When Ryan Howard took a called third strike on Saturday night, ending Game 6 of the National League Championship Series and denying the Philadelphia Phillies a chance at their third straight trip to the World Series, it closed the book on a year where the team made no shortage of bold moves to stay atop the National League.
Those moves, of course, came at quite a cost; the Phillies unloaded six players to get Roy Halladay and Roy Oswalt, whom they will pay a combined $36 million next year. The Halladay deal caused Philadelphia to part with Cliff Lee, whose postseason for the Rangers in 2010 has been as stellar as his playoff performance with the Phillies in 2009. And everything they’ve wrapped up in their pitchers could necessitate changes in the core of position players they’ve developed over the last five years,
Outfielder Jayson Werth, a free agent after this season, isn’t expected back. Raul Ibanez and Brad Lidge are free agents after next season. So is shortstop Jimmy Rollins, who’s still beloved in Philadelphia but is coming off a disappointing, injury-plagued season. Oswalt has an option in 2012, and if he isn’t retained, four key players from this year’s Phillies team could be gone by 2012.

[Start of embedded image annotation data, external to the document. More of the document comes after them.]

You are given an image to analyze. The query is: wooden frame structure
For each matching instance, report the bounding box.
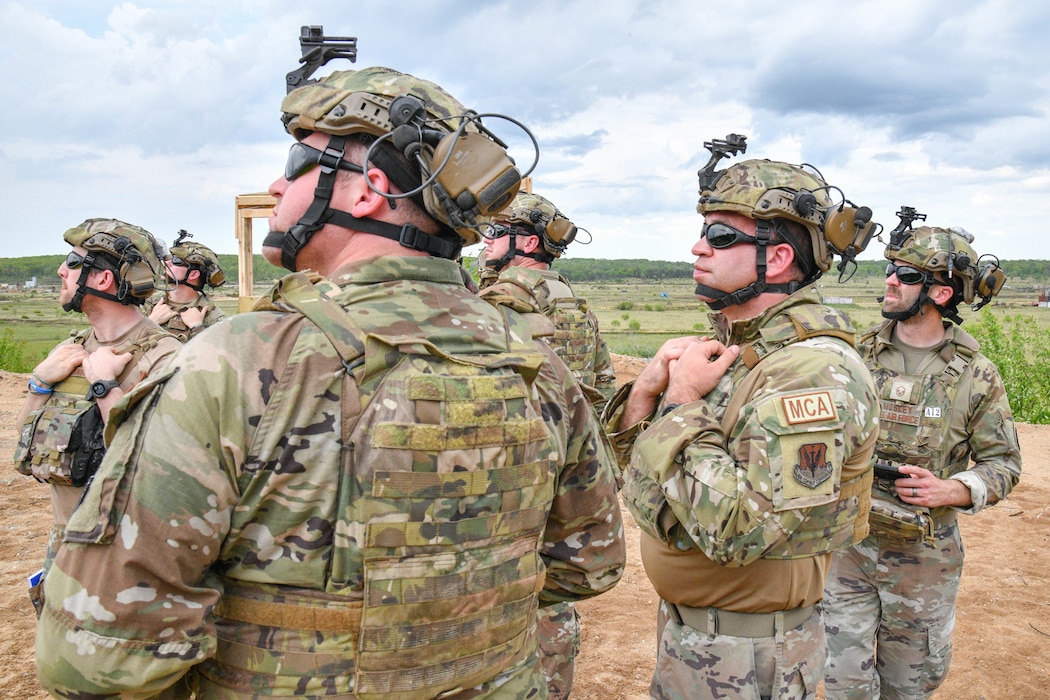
[234,192,277,313]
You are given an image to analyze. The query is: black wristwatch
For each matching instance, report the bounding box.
[87,379,121,399]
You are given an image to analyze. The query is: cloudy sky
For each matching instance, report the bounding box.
[0,0,1050,265]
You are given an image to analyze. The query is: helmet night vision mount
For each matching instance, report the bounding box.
[264,25,540,270]
[696,133,882,310]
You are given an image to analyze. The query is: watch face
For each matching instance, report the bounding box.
[91,380,117,399]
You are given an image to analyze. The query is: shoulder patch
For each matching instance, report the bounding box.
[780,391,838,425]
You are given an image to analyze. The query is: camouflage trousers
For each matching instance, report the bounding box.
[649,601,826,700]
[536,602,580,700]
[823,522,964,700]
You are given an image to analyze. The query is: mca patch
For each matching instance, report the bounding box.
[780,391,838,425]
[889,379,915,401]
[794,443,835,489]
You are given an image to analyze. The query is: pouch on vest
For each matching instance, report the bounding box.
[69,403,106,487]
[867,489,933,543]
[15,377,95,485]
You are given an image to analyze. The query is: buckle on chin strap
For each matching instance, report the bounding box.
[397,224,462,260]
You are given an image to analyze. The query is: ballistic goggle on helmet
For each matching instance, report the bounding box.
[171,240,226,287]
[281,67,522,246]
[62,218,163,304]
[696,160,878,279]
[496,192,578,258]
[885,226,1006,311]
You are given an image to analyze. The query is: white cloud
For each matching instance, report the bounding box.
[0,0,1050,265]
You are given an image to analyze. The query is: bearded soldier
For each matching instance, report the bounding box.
[479,192,616,700]
[824,207,1021,700]
[143,231,226,342]
[15,218,179,604]
[604,134,878,699]
[37,39,625,698]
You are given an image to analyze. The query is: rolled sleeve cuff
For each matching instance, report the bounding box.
[949,471,988,515]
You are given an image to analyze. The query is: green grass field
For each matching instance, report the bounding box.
[0,276,1050,368]
[573,277,1050,357]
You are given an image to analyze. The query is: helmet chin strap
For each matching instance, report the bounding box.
[263,136,463,272]
[696,219,816,311]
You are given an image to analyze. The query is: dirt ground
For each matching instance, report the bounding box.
[0,357,1050,700]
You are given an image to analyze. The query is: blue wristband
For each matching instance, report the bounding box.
[29,379,55,396]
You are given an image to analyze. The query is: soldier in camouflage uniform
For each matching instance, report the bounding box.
[37,61,625,700]
[482,192,616,412]
[479,192,616,700]
[824,215,1021,700]
[143,231,226,342]
[15,218,179,604]
[604,134,878,699]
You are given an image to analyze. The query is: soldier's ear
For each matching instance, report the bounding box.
[519,236,540,253]
[927,284,956,306]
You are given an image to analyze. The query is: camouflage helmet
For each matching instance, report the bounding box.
[696,160,834,272]
[496,192,576,258]
[885,226,991,304]
[62,218,163,304]
[171,240,226,287]
[281,67,521,246]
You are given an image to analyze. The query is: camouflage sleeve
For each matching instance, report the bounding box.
[952,356,1021,513]
[624,339,878,566]
[37,327,259,698]
[537,343,627,602]
[602,381,652,472]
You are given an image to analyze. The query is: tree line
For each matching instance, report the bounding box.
[0,253,1050,287]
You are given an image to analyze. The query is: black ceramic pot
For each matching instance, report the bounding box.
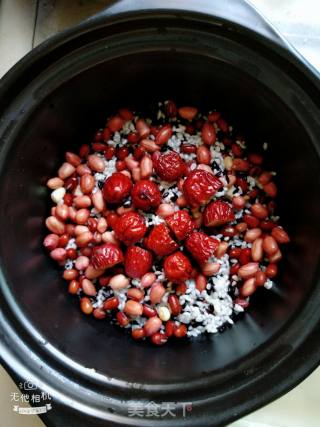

That, not coincidentally, is the year the Nationals expect to be ready to compete in the NL East. They’ll have Stephen Strasburg back by then, and depending on how he develops, Bryce Harper could be knocking on the door of the majors by then (Harper, by the way, went 2-for-4 in the Arizona Fall League on Saturday night, DHing for the Scottsdale Scorpions in their win over Phoenix).
How the Nationals handle themselves this winter, then, will be interesting to watch. Their much-publicized desire to add a top-end starter would almost have to be filled this winter, since there won’t be many aces available next year unless CC Sabathia opts out of his contract or the Cardinals decide not to pick up Adam Wainwright’s option.
And if they get a temporary solution at first base this winter, they could make a play for Adrian Gonzalez or Prince Fielder, either by trade next summer or with a big contract next winter. It might make more sense to chase one of those players than to make a long-term commitment to Adam Dunn or a lesser free agent this winter. Both Gonzalez and Fielder would be expensive, but if the Nationals can add a pitcher this offseason and take a run at one of the two next year, they’d be in line for a surge in 2012.
All that, obviously, is several moves away. But the point is, the Nationals’ pre-2011 offseason needs to be viewed with 2012 in mind. Catching the Phillies next year still looks to be difficult, and there’s no telling how Philadelphia will set itself up for 2012. The gap between the Phillies and Nationals, though, could get a lot smaller before 2012. That’s the season the team’s braintrust is most optimistic about at this point, and with the uncertainty ahead of the Phillies, it could benefit the Nationals to build with 2012 in mind.